Finding records#

Projects quickly accumulate thousands of recorded tasks, and finding particular results can be like finding a needle in a haystack. In theory all of the execution information is recorded in a Sumatra data store (in particular the execution time and duration, task and parameters, and the location of output files); the examples below show different methods to query that database and reload results from within a Jupyter notebook.

By design, only RecordedTasks are saved to the Sumatra database. MemoizedTasks are not.

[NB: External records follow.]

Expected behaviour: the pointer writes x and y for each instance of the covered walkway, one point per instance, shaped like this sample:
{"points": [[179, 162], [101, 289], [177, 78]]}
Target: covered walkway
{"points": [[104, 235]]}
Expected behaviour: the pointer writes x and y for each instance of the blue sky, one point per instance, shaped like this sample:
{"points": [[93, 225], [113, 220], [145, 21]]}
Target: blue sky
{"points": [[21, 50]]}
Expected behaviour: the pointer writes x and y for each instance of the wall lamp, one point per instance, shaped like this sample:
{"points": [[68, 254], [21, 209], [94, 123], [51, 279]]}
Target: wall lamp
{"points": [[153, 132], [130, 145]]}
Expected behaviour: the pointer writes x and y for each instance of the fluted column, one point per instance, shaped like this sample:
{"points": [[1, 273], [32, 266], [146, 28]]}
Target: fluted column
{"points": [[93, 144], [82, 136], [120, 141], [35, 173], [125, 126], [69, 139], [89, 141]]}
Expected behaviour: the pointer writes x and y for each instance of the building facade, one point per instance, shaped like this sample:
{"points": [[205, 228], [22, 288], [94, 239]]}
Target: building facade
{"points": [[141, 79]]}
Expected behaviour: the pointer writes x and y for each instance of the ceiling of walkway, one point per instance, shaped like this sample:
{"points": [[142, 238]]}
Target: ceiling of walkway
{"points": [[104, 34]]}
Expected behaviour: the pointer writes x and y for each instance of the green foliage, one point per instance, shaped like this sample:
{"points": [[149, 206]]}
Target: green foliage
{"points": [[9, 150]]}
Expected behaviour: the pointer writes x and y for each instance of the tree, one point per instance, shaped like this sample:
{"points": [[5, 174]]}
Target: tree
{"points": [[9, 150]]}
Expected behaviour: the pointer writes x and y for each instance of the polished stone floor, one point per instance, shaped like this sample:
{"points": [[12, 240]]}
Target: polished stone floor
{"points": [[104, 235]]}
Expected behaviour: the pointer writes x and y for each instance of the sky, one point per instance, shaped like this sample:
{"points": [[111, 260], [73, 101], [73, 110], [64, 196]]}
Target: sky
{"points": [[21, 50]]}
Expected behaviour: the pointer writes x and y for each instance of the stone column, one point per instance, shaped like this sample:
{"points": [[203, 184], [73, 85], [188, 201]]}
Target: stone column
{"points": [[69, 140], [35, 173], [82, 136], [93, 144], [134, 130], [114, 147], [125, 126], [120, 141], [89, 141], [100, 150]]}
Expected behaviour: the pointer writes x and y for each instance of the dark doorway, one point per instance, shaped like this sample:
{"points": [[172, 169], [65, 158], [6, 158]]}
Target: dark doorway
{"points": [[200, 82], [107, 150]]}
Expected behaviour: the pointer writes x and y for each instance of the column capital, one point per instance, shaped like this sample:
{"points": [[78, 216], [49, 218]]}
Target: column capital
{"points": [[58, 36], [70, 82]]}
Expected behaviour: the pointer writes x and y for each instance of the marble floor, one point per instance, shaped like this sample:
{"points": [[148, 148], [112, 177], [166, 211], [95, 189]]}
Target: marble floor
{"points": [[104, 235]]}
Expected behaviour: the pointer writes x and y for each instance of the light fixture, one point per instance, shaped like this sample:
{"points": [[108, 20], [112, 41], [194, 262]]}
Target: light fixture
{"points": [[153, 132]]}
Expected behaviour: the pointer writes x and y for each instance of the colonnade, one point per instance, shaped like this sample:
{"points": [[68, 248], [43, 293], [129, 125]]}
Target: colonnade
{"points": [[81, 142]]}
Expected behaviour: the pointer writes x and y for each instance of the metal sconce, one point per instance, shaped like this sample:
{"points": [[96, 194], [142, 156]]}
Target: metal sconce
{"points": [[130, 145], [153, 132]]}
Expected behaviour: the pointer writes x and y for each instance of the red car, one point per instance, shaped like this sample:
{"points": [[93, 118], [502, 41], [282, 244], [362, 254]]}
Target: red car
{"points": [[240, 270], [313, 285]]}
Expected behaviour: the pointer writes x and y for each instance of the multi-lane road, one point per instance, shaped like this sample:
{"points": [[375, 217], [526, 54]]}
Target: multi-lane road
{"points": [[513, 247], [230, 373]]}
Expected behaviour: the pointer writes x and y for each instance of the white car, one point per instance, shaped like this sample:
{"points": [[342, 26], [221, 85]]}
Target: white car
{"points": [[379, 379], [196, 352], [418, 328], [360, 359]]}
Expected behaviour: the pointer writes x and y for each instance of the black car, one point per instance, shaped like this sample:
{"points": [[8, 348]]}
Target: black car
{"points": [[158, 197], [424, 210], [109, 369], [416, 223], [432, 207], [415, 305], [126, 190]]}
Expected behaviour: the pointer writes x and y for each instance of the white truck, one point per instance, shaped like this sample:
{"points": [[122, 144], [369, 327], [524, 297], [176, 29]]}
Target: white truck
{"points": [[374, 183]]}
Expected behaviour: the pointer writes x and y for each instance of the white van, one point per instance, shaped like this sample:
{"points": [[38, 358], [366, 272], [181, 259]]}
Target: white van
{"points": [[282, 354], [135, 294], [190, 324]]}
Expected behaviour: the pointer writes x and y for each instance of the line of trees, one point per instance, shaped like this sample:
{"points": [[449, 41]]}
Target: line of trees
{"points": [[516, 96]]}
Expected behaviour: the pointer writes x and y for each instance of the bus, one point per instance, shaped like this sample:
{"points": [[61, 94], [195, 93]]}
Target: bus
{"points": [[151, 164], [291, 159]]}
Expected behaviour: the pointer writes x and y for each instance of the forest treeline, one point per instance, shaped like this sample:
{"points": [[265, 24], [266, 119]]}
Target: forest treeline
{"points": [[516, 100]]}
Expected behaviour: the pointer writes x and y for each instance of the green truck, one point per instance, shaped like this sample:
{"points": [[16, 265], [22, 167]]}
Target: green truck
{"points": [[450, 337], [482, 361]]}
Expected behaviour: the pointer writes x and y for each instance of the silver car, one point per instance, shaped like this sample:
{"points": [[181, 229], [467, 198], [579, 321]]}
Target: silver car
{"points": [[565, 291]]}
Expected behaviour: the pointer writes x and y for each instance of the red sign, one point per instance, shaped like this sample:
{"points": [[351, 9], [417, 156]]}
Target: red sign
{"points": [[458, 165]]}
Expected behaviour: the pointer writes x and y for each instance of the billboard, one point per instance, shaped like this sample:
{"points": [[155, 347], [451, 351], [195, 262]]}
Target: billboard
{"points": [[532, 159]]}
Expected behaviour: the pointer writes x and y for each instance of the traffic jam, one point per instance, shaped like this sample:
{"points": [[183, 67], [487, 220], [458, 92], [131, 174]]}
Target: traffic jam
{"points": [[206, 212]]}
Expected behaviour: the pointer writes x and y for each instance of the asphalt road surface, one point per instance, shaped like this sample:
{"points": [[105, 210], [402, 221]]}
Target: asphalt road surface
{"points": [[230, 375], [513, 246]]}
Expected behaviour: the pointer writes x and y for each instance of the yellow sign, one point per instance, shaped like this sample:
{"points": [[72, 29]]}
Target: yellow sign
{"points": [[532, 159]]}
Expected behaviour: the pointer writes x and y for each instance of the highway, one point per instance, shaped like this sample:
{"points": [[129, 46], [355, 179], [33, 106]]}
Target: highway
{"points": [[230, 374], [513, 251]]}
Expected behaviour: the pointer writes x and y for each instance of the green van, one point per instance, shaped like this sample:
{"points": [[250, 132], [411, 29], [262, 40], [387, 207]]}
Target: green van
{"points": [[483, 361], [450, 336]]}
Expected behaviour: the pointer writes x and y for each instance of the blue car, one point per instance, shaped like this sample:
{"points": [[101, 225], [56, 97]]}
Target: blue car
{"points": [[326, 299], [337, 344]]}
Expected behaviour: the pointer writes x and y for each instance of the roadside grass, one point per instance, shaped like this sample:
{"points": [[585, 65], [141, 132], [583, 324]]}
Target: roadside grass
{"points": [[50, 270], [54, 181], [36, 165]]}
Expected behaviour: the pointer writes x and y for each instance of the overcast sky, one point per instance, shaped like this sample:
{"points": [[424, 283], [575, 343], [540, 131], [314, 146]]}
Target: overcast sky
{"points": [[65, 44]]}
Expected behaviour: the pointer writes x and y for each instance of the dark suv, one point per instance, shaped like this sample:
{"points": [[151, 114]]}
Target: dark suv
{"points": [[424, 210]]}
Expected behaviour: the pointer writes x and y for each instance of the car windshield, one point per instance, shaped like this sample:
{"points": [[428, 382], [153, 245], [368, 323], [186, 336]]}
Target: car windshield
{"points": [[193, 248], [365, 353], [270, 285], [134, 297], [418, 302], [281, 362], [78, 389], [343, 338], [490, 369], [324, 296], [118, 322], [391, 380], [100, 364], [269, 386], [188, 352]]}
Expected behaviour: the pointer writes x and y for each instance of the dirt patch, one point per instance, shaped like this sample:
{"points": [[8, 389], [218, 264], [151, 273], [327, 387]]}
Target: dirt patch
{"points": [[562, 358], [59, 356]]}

TODO: Create a demo project within the smttask repo

Caution

The visualization tools have improved since this document was written. This remains the most complete introduction for new users, but make sure to also check the auto-generated API documentation, which is always up-to-date.

import smttask
import smttask.utils
from tqdm.auto import tqdm
from mackelab_toolbox.meta import print_api
from smttask.param_utils import dfdiff, ParameterComparison

smttask provides the RecordStoreView class for interfacing with the record store. It can be called without arguments if the current directory is within the tracked project.

rsview = smttask.RecordStoreView().filter.tags("finished")

Smttask follows the behaviour of Sumatra and automatically tags records during execution, to track their status. These status tags are:

  • __initialized__ — Task terminated before starting to run

  • __running__ – Task is still running

  • __crashed__ – Task terminated prematurely with an error

  • __killed__ – Task was killed

  • __finished__ – Task completed successfully.

An initial filter for __finished__ tags is computationally very cheap, and avoids iterating over incomplete runs. The filtering mechanism is explained below.

RecordStoreView wraps an iterable over the records, which may or may not be consumable. Without any additional filtering, this iterable is over the entire record store. Iterating over records can be slow; calling .list on the record store view will make it cache the records internally as a list, much accelerating further iterations.

rsview.list;

Record list summary#

RecordStoreView provides the property summary (of type RecordStoreViewSummary), which in a notebook displays as a Pandas Dataframe summarising the records. This is a good way to get an initial overview of a data store, or to view the result after the list has been filtered (see Filtering).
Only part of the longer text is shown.